1.Firstly they believed that the logical structure of some sciences could be specified without taking into account their contents .

2.Secondly they established the principle of verifiability , according to which the meaning of a proposition must be established through experience and observation. In this way ethics, metaphysics, religion and aesthetics were left out of any scientific consideration.

3.Thirdly, proposed a unified doctrine of science , considering that there were no fundamental differences between physics and biological sciences, or between natural and social sciences. The Vienna Circle reached its peak of activity during the period before the Second World War.

Conventionalists

Another group of inductivists, of different orientation – among them those of influence Marxist , known as Frankfurt School – are the Conventionalists , which argue that the main discoveries of science are, fundamentally, inventions of new and simpler classification systems.

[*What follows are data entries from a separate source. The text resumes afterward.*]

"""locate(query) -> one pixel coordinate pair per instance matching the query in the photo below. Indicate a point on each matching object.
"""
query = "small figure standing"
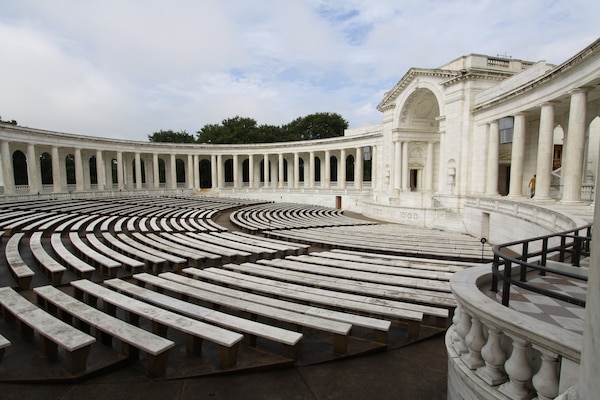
(532, 185)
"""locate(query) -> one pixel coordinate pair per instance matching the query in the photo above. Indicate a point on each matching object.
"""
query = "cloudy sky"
(127, 68)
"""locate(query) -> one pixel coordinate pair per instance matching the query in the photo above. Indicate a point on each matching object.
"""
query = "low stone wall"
(498, 353)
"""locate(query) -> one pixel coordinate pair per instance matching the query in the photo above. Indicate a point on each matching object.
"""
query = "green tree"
(317, 126)
(171, 137)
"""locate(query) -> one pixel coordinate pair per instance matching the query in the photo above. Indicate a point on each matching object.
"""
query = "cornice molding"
(563, 68)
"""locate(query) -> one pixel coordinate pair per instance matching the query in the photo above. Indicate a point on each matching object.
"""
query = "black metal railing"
(566, 247)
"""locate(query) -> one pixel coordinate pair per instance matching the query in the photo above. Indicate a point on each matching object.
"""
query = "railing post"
(474, 341)
(462, 329)
(518, 370)
(576, 258)
(524, 257)
(544, 255)
(506, 283)
(563, 241)
(545, 381)
(496, 264)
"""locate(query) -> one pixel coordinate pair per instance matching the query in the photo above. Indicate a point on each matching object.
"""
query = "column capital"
(549, 103)
(580, 90)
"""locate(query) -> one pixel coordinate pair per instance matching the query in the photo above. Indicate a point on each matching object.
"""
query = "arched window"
(46, 168)
(20, 168)
(70, 167)
(205, 174)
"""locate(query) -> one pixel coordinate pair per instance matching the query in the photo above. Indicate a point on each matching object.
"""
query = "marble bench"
(19, 269)
(151, 261)
(132, 338)
(107, 265)
(4, 344)
(76, 264)
(173, 261)
(53, 332)
(246, 302)
(289, 339)
(130, 264)
(366, 305)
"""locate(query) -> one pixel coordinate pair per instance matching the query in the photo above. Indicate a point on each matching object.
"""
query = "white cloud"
(127, 69)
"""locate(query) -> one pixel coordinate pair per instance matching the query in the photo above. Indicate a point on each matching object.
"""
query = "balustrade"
(504, 353)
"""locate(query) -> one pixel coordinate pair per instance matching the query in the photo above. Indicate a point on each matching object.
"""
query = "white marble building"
(456, 149)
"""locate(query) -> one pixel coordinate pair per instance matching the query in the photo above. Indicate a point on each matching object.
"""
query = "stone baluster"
(493, 355)
(455, 321)
(474, 341)
(462, 329)
(545, 381)
(518, 370)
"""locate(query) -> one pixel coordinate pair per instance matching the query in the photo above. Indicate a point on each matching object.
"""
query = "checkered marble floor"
(556, 312)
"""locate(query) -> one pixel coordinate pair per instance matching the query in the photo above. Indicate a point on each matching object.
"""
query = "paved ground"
(414, 372)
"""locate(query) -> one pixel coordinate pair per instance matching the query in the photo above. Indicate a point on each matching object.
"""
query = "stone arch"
(332, 169)
(246, 170)
(180, 170)
(228, 170)
(205, 173)
(142, 169)
(416, 164)
(19, 161)
(350, 160)
(317, 175)
(419, 111)
(93, 171)
(46, 168)
(70, 169)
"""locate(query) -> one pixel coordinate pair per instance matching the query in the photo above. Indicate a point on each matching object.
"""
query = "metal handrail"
(572, 246)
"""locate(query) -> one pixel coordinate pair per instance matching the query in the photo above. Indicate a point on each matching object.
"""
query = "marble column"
(120, 175)
(56, 176)
(8, 175)
(574, 154)
(545, 153)
(493, 159)
(517, 157)
(236, 171)
(405, 170)
(296, 170)
(280, 176)
(251, 171)
(156, 169)
(311, 169)
(100, 176)
(342, 170)
(358, 168)
(429, 168)
(196, 171)
(397, 173)
(32, 169)
(220, 172)
(266, 170)
(214, 170)
(173, 171)
(138, 170)
(79, 176)
(189, 168)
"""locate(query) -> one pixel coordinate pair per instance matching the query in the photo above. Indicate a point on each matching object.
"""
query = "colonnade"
(402, 167)
(573, 153)
(189, 168)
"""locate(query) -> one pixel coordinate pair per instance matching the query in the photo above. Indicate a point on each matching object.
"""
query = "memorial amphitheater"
(168, 262)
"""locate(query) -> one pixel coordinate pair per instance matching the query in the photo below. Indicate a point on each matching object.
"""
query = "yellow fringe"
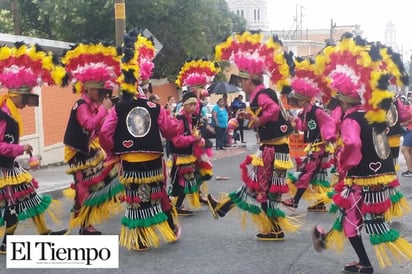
(147, 235)
(90, 216)
(135, 180)
(185, 160)
(194, 199)
(335, 240)
(15, 180)
(290, 224)
(400, 250)
(69, 193)
(280, 164)
(368, 181)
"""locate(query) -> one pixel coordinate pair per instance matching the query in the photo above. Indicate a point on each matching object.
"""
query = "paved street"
(222, 246)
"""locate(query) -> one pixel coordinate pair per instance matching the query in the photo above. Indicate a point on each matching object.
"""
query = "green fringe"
(333, 208)
(192, 189)
(396, 197)
(390, 236)
(276, 213)
(292, 176)
(101, 199)
(39, 209)
(244, 206)
(148, 222)
(322, 183)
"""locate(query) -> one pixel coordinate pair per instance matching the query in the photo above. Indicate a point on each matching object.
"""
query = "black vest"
(312, 131)
(137, 129)
(271, 130)
(397, 128)
(11, 136)
(182, 150)
(371, 164)
(76, 136)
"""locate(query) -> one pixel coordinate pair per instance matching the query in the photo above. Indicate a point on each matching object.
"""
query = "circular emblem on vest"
(138, 122)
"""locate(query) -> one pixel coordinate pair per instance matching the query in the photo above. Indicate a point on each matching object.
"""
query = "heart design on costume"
(375, 166)
(283, 128)
(9, 137)
(127, 143)
(151, 104)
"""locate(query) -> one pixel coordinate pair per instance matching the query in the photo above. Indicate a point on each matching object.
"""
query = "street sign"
(157, 44)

The fundamental features of classical conventionalism -Poincaré- are, therefore, decisiveness and simplicity. They are also, of course, anti-realistic. In terms of Karl Popper (1959, pg. 79):

“The source of conventionalist philosophy seems to be astonishment at the austere and beautiful simplicity of the world as revealed in the laws of physics. The conventionalists (…) treat this simplicity as our own creation… (Nature is not simple), only the “laws of Nature” are simple; and these, the conventionalists maintain, are our creations and inventions, our arbitrary decisions and conventions”.

Wittgenstein and Popper

This form of logical empiricism was soon opposed by other forms of thought: Wittgenstein , also a positivist, is, however, confronted with the verificationist positions of the Vienna Circle.

Wittgenstein maintains that verification is useless. What language can communicate “shows” it, is an image of the world. For the logical positivism inherited from Wittgenstein, logical formulas say nothing about the meanings of the propositions, but limit themselves to showing the connection between the meanings of the propositions.

The fundamental answer will come from the falsification theory of Popper , which sustains the impossibility of an inductive probability with the following argument:

“In a universe containing an infinite amount of distinguishable things or space-time regions, the probability of any universal (non-tautological) law will be zero. This means that with the increase of content of a statement its probability decreases, and vice versa. (+ content = – probability).

To solve this dilemma he proposes that one should try to falsify the theory, seeking the demonstration of refutation or counter-example. In addition, he proposes a purely deductivist methodology, in reality negative or false hypothetical-deductive.

As a reaction to this approach, a number of theorists who criticize logical positivism emerge -Kuhn, Toulmin, Lakatos and even Feyerabendid-, although they differ about the nature of rationality exhibited by scientific change. They defend notions such as scientific revolution, as opposed to progress -Kuhn-, or the intervention of irrational processes in science -Feyerabend’s anarchist approach.

Popper’s heirs are now agglutinating under the Critical Rationalism , in a last effort to save science, theory and the notion of “scientific progress”, which they do not do without some difficulty, proposing as alternatives, among others, the establishment of rival Research Programs, defined by their heuristics, and that compete with each other.

The difficulties of logic models applied to the methodology of Science could therefore be summarised as follows:

The induction of the theory, from particular data, was clearly no longer justified. A deductive theory will achieve nothing because there are no sure general principles from which deduction can be derived. A false vision is inadequate because it does not reflect scientific practice – scientists do not operate in this way, abandoning theories, when they present anomalies.

The result seems to be a generalized skepticism regarding the possibility of distinguishing between valid theories and ad hoc theories, so that one usually ends up appealing to history, that is, to the passage of time as the only sure method, or at least with certain guarantees, to judge the adequacy of the models -another form of conventionalism.